Valentino Rossi's crash has started a social media frenzy.

Valentino Rossi broke his right leg whilst training –  this ensured two things!

Firstly, it ended his vision of winning another MotoGP title this year. And second, it started a social media frenzy on why he is risking his career by training on dirt bikes, because “doesn’t he know they are dangerous to ride”.

This is not the first and definitely won’t be last time a road rider has and will be laid from a “dirt bike training incident”.

With that out of the way let’s address the subject with a bit more thought.

It is often forgotten that professional road racers spend little time doing what they get paid to do than just about any other professional athlete. How many days a does year go by without a soccer player kicking a ball or a baseball player shooting some hoops? Yet MotoGP and World Superbike riders literally get to ride their true race bikes on the tracks where they compete for just a very limited number of days a year.

Finding alternative training methods which allow them to hone their skill set and to stay in shape that allows the rider to go faster than all other humans on the planet for 40 grueling minutes while sweating in leathers. Two of the most popular ways to train are riding bicycles and riding motocross or flat track. Each of these activities has its own dangers, as we saw with Nicky Hayden this year on his bicycle or Rossi this week riding an off-road motorcycle.

Bicycling is great cardiovascular exercise and builds leg muscles the racers need. Riding on a stationary bike in a gym is another alternative, but they are human, and that is boring. Riding dirt bikes at speed is not only a great workout — there’s a reason motocross riders are among the fittest athletes and it also gives the racer constant practice at controlling a sliding motorcycle on all those days they’re not allowed to ride the motorcycles and tracks where they compete.

Rossi has consistently proven previously that this training method at his ranch in his hometown in Italy, in the dirt is such an important component both for himself and the young Italian racers he is mentoring.

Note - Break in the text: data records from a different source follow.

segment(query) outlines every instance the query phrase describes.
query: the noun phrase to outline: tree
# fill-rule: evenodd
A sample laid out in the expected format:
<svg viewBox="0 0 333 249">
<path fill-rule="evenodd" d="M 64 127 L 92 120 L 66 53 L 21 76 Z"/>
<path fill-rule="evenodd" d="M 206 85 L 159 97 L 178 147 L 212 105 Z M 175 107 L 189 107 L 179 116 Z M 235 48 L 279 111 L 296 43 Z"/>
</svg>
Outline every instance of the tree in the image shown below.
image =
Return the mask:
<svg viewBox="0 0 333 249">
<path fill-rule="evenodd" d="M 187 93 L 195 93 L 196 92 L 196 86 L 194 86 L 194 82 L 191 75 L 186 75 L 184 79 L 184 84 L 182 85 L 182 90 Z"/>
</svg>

Leon Camier World Superbike competitor

Leon Camier, a British motorcycle racer (2005 British Supersport, 2009 British Superbike Champion and currently competing in the World Superbike series on an MV Augusta) is just one of the many current riders across all levels and skill sets that endorse that riding motocross make them better and more skilled riders.

Those fans who say the pros shouldn’t take those kinds of “risks,” by riding off-road, aren’t giving very much thought to the true likelihood of taking a racer, who thrives on competition and speed and challenge, and expecting him to live in a safety bubble the 300 or so days a year he’s not racing.